Published in Print: April 4, 2012,
Churn is a remarkable instability among school personnel that makes it nearly impossible to build a professional community or develop long-term relationships with students. It happens when teachers are treated like interchangeable parts who can be moved around cavalierly to plug a hole in a school schedule. It happens when administrators repeatedly order teachers to switch to a different grade, teach a different subject, or move to a different school.
We recently tried to test an idea for improving the middle school science curriculum through a multiyear randomized controlled trial in a big-city public school system. But the constant stream of teachers leaving the classes we were studying made it nearly impossible to get reliable results. After just one year, 42 percent of the teachers in 92 schools who began participating in our study had left it to take other positions within and outside the schools. The instability was about the same in both the intervention group and the control group.
Attrition among teachers is a well-known problem in urban schools. As many as half of new teachers leave the profession within their first five years. And even if they don't switch careers, many new teachers leave urban schools for jobs in the suburbs. A newly released study from the Center for Longitudinal Data in Education Research shows the harm that teacher attrition does to student achievement.
But we think churn may be an even bigger problem for schools and districts. In the urban schools we studied, internal instability was worse than attrition. For every two teachers who left the district or the profession during our study, another three were moved from subject to subject, grade to grade, or school to school.
Unfortunately, this degree of churn is hardly unusual. Other researchers have noted a similar or even greater degree of instability among urban teachers. (We know less about churn in nonurban schools.)
Indeed, churn is such a fact of life in urban schools that most people who are working to improve education here in the United States—educators, researchers, and policymakers alike—have come to accept it as so much background noise. That's why one of us coined the phrase "ambient positional instability" to describe it. Recently, at our request, a graduate student reviewed the results of randomized controlled trials in a major peer-reviewed journal. Of 19 articles in which the researchers detected no effects from their intervention, not a single one considered churn as a possible reason for this failure.
In other words, we as a profession are ignoring churn. We think that's wrong.

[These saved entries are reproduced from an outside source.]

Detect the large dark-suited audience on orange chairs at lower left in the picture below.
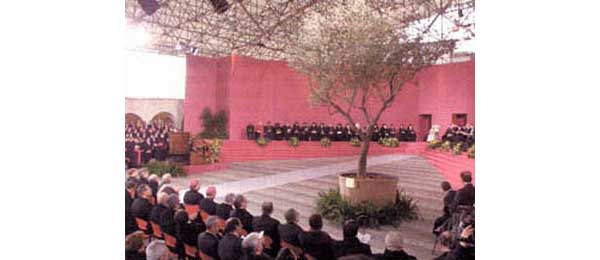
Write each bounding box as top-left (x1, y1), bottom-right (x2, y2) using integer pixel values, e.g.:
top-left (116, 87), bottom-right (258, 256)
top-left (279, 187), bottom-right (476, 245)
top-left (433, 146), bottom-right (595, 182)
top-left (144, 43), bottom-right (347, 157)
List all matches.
top-left (126, 171), bottom-right (448, 260)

In our view, two people are especially well positioned to help us start tackling the problem of churn: U.S. Secretary of Education Arne Duncan and Michael Casserly, the executive director of the Council of the Great City Schools. We challenge them and everyone who's working to reform our urban schools—from politicians to policymakers to scholars like ourselves—to stop treating churn, or ambient instability, as background noise and start treating it as a problem to be solved. Until we do, churn will keep undermining our best efforts.
We think that churn is hurting kids in urban schools, and hurting them badly.
It hurts them directly, right in the classroom, because teachers are shifted around so often that they can't develop deep mastery of a grade and subject, or develop stable professional learning communities to support their work.
And churn hurts kids indirectly, when researchers like us can't tell whether proposed education reforms are good or bad because the instability weakens even the most carefully designed studies and skews our results. We even suspect that internal churn is a major factor in attrition, driving new teachers right out of the profession.
And churn isn't a problem only among teachers. Many urban districts see astonishing instability among principals, central-office staff, and, at the very top, superintendents. As a result, teachers constantly have to adjust to new leadership styles and new priorities.
The bottom line is that in a hurricane of churn, you can't build the culture of trust and safety that kids need to learn. If we're serious about turning our urban schools around, it's time to devote serious resources to doing something about churn.